Innovative CT Scanner for Horses Debuts

At a starting price of $425,000, Equimagine uses robotic technology to perform multiple modalities.

Standing up for horses, a New York company has introduced a computed tomography (CT) system that permits whole-body scans of upright and moving equine patients.

The Equimagine system uses two or four robotic arms to capture high-resolution, high-speed images from any direction within as little as five to 15 seconds.

One of the first installations is planned at the University of Pennsylvania New Bolton Center, where surgery chief Dean W. Richardson, DVM, Dipl. ACVS, said the system can be used to diagnose fractures.

“We believe that the technology will allow early identification of horses with incomplete occult fractures in areas that can proceed to catastrophic failure,” Dr. Richardson said.
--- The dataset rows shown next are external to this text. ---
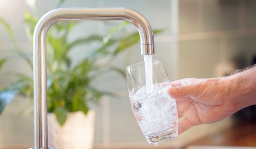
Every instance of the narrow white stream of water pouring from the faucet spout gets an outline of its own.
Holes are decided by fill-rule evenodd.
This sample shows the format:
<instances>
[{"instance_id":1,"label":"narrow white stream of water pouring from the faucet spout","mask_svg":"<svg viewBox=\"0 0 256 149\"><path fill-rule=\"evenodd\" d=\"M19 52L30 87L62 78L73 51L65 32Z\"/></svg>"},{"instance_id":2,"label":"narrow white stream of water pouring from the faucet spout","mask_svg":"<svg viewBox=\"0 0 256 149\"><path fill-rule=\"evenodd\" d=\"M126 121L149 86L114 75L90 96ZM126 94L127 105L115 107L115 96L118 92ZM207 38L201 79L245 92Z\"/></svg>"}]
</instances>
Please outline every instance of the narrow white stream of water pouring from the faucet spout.
<instances>
[{"instance_id":1,"label":"narrow white stream of water pouring from the faucet spout","mask_svg":"<svg viewBox=\"0 0 256 149\"><path fill-rule=\"evenodd\" d=\"M152 59L153 59L152 55L144 55L146 86L147 86L148 94L150 94L153 90Z\"/></svg>"}]
</instances>

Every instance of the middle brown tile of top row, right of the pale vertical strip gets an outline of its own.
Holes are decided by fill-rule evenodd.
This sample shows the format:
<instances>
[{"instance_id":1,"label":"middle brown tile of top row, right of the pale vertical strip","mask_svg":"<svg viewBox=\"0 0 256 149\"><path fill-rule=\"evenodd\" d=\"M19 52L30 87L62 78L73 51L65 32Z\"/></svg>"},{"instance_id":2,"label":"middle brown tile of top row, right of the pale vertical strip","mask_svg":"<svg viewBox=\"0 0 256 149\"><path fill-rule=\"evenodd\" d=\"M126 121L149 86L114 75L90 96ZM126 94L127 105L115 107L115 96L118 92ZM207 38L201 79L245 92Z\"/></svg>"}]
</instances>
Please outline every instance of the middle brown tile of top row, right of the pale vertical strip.
<instances>
[{"instance_id":1,"label":"middle brown tile of top row, right of the pale vertical strip","mask_svg":"<svg viewBox=\"0 0 256 149\"><path fill-rule=\"evenodd\" d=\"M238 0L204 0L205 31L238 28Z\"/></svg>"}]
</instances>

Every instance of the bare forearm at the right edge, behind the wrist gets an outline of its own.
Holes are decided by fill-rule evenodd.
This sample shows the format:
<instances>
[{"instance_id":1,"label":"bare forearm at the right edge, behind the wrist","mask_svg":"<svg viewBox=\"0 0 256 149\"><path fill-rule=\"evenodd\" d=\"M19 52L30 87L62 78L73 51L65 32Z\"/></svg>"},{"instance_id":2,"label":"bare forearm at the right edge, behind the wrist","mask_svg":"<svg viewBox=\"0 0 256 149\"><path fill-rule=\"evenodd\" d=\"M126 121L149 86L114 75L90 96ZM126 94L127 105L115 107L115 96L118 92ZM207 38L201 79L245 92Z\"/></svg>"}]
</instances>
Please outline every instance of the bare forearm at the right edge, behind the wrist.
<instances>
[{"instance_id":1,"label":"bare forearm at the right edge, behind the wrist","mask_svg":"<svg viewBox=\"0 0 256 149\"><path fill-rule=\"evenodd\" d=\"M256 104L256 67L229 76L231 98L237 110Z\"/></svg>"}]
</instances>

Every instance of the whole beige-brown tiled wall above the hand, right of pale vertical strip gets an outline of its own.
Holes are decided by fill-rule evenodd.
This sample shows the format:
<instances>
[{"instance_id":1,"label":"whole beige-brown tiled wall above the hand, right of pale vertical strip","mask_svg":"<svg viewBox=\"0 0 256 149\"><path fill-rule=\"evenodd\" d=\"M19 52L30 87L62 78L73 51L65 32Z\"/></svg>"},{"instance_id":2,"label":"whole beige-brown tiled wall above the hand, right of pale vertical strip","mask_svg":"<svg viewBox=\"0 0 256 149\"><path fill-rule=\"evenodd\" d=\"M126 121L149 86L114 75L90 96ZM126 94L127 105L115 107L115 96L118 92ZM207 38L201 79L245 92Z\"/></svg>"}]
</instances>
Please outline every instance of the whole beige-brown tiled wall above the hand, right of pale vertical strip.
<instances>
[{"instance_id":1,"label":"whole beige-brown tiled wall above the hand, right of pale vertical strip","mask_svg":"<svg viewBox=\"0 0 256 149\"><path fill-rule=\"evenodd\" d=\"M256 54L255 0L179 2L178 78L216 77L216 66L234 59L250 65Z\"/></svg>"}]
</instances>

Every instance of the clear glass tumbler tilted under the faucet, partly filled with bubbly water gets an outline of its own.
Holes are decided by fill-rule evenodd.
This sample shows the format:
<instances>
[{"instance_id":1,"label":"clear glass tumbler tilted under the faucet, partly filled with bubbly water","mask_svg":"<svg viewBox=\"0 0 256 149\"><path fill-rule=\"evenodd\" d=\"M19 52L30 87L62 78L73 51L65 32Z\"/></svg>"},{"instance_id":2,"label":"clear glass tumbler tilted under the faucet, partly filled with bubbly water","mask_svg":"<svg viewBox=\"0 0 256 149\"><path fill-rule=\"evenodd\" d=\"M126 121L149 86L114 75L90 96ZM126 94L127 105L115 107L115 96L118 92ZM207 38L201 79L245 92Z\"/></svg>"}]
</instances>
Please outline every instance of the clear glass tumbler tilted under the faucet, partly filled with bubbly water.
<instances>
[{"instance_id":1,"label":"clear glass tumbler tilted under the faucet, partly filled with bubbly water","mask_svg":"<svg viewBox=\"0 0 256 149\"><path fill-rule=\"evenodd\" d=\"M148 94L145 64L140 62L126 68L126 79L134 116L148 143L170 140L178 135L177 107L167 89L170 81L160 60L153 60L153 91Z\"/></svg>"}]
</instances>

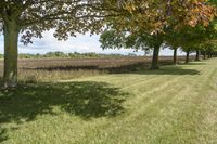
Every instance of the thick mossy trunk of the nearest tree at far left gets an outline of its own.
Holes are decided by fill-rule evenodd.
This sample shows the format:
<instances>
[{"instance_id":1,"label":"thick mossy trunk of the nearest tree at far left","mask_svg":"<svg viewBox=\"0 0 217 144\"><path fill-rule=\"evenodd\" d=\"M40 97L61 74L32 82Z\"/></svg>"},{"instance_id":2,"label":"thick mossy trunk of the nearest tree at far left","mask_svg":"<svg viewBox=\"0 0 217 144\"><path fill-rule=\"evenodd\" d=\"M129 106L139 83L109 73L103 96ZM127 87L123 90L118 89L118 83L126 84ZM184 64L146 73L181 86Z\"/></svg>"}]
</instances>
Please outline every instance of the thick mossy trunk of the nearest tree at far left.
<instances>
[{"instance_id":1,"label":"thick mossy trunk of the nearest tree at far left","mask_svg":"<svg viewBox=\"0 0 217 144\"><path fill-rule=\"evenodd\" d=\"M18 26L15 21L4 24L4 73L3 87L12 88L17 86L17 41Z\"/></svg>"}]
</instances>

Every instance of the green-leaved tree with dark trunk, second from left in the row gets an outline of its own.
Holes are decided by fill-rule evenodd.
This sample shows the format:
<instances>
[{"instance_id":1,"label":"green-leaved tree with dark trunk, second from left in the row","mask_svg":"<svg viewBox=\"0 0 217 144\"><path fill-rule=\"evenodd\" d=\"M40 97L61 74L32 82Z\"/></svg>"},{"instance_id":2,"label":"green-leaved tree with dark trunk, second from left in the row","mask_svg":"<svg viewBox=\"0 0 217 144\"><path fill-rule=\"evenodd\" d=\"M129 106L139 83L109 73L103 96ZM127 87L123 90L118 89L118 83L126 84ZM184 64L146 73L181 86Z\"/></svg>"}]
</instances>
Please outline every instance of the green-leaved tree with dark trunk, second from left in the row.
<instances>
[{"instance_id":1,"label":"green-leaved tree with dark trunk, second from left in the row","mask_svg":"<svg viewBox=\"0 0 217 144\"><path fill-rule=\"evenodd\" d=\"M164 42L163 34L140 34L117 32L116 30L104 31L100 37L101 47L103 49L135 49L150 51L153 50L151 69L158 69L158 54L161 45Z\"/></svg>"}]
</instances>

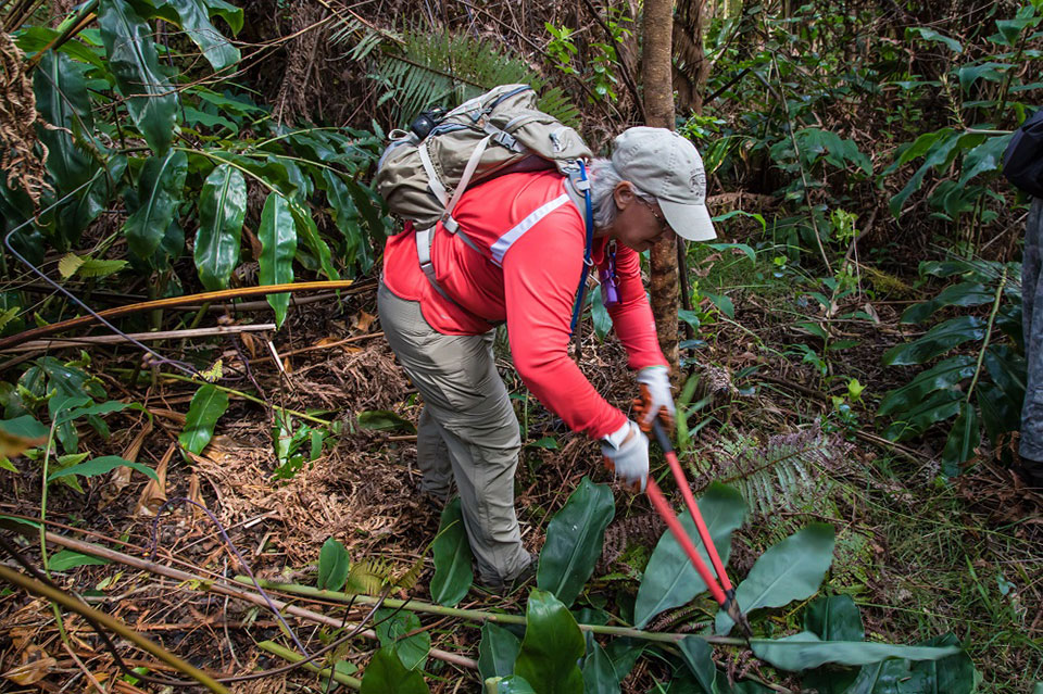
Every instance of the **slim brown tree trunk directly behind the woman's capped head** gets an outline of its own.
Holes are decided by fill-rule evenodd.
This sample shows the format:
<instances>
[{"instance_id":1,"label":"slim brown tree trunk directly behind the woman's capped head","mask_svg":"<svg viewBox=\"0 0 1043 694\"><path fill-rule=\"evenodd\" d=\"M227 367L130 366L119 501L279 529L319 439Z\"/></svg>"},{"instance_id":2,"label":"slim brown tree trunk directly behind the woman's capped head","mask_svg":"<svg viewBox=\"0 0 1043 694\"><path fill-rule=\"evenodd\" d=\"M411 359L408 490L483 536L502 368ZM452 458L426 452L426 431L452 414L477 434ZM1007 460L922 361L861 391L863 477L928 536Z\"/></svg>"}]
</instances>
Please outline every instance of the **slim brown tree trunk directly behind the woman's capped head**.
<instances>
[{"instance_id":1,"label":"slim brown tree trunk directly behind the woman's capped head","mask_svg":"<svg viewBox=\"0 0 1043 694\"><path fill-rule=\"evenodd\" d=\"M674 28L673 0L645 0L642 30L641 81L644 85L646 125L674 129L674 87L670 79L670 47ZM677 247L674 238L659 241L650 253L652 313L659 348L677 364Z\"/></svg>"}]
</instances>

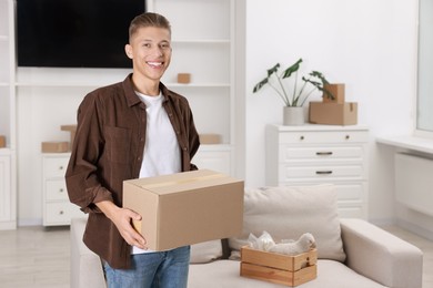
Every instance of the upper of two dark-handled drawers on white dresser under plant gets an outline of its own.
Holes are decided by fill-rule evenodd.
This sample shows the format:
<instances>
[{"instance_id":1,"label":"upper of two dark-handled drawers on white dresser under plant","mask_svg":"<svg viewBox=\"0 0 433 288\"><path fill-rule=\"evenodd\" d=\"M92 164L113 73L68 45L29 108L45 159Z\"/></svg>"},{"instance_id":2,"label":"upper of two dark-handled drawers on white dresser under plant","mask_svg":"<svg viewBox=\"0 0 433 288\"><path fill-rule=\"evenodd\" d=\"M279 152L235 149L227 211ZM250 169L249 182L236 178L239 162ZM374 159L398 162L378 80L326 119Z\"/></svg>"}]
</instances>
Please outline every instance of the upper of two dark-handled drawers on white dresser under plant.
<instances>
[{"instance_id":1,"label":"upper of two dark-handled drawers on white dresser under plant","mask_svg":"<svg viewBox=\"0 0 433 288\"><path fill-rule=\"evenodd\" d=\"M293 160L361 160L364 156L364 148L362 146L292 147L288 145L281 145L280 151L280 162L288 162Z\"/></svg>"}]
</instances>

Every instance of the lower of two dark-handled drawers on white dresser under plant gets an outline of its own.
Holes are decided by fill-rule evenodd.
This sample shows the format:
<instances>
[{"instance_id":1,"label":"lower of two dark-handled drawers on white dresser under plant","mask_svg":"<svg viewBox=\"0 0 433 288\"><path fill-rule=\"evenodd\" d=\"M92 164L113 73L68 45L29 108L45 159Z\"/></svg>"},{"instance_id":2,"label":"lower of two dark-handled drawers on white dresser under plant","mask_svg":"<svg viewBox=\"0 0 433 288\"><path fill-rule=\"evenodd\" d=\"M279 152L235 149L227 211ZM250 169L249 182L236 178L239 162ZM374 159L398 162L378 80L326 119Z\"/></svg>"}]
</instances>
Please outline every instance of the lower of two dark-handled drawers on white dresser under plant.
<instances>
[{"instance_id":1,"label":"lower of two dark-handled drawers on white dresser under plant","mask_svg":"<svg viewBox=\"0 0 433 288\"><path fill-rule=\"evenodd\" d=\"M280 168L280 181L361 179L365 177L362 165L288 166Z\"/></svg>"}]
</instances>

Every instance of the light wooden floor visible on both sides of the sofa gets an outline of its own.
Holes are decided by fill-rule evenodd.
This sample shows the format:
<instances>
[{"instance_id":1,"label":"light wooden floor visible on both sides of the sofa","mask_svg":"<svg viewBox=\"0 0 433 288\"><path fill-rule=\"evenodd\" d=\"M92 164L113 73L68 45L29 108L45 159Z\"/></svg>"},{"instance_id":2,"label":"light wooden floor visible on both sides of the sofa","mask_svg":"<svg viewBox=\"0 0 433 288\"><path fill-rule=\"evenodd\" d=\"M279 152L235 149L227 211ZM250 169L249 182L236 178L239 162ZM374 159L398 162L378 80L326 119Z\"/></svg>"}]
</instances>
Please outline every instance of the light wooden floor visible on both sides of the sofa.
<instances>
[{"instance_id":1,"label":"light wooden floor visible on both sides of the sofa","mask_svg":"<svg viewBox=\"0 0 433 288\"><path fill-rule=\"evenodd\" d=\"M424 253L423 288L433 287L433 241L395 226L383 227ZM69 228L0 232L0 287L69 287Z\"/></svg>"}]
</instances>

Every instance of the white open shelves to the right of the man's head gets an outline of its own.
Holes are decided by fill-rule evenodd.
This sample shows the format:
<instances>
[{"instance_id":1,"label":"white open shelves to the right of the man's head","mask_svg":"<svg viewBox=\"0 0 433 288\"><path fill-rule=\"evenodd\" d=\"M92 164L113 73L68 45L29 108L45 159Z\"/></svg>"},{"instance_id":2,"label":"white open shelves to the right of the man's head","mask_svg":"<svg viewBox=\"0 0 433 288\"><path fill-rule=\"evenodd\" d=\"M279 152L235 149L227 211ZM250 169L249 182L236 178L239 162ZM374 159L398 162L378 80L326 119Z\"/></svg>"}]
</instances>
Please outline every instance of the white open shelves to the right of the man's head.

Equimagine, manufactured by Four Dimensional Digital Imaging (4DDI), is designed to generate CT, fluoroscopic and bone-density images and conduct tomosynthesis, dynamic video radiography imaging and digital radiography.

A major benefit, 4DDI President George Papaionannou said, is that equine patients are not anesthetized and may be scanned in load-bearing positions such as standing or walking and running on a treadmill.

The system will save practitioners “hours and logistical nightmares” compared with the use of traditional equipment, he said.

CT scanners often require the use of anesthesia so patients remain still, but Equimagine allows horses to move under sedation.

“4DDI is the first company in the world to produce algorithms that work with robots to anticipate, detect and correct for stereotactic motion in the field of view,” Papaionannou said. “Of course it is always better to have the patient scanned while perfectly still, but we know that this is not always the case.”

Equimagine’s exclusive distributor is Universal Medical Systems Inc. of Solon, Ohio, whose president, David Zavagno, was instrumental in bringing the technology to the equine market. He found Papaionannou at a Radiological Society of North America show in 2014.

“I met with George and said, ‘The equine world, where we cannot scan a standing horse, is where you need to look at,” Zavagno said.

They traveled the country together—to equine practices and veterinary colleges—until Papaionannou “kind of realized what the opportunity was,” Zavagno said.

“So over the last 11 months they’re been developing it,” he said.

The system was displayed in December at the America Association of Equine Practitioners conference in Las Vegas.

Cornell University’s Ruffian Equine Specialists is the first customer, followed by New Bolton and practices in New Jersey, California, Texas, Wyoming and Dubai.

Equimagine is a major investment for buyers, carrying a list price of $425,000 for two robots and $895,000 for four. The purchase would make long-term financial sense, Zavagno said, if a practice did at least four scans a week at $500 to $700 each.

Images are shown at a computer workstation, where a horse’s head, neck, joints and posture may be analyzed, for example, and soft-tissue deformation tracked.

Penn Vet’s New Bolton Center has assorted plans for its Equimagine system.

“The open structure of the scanner will allow us to capture high-quality CT images of the standing horse that we have had difficulty imaging before,” said medical director Barbara Dallap Schaer, VMD, Dipl. ACVS, Dipl. ACVECC.

“We will be working to develop protocols to diagnose problems in the lower neck, back, pelvis and upper part of the legs.”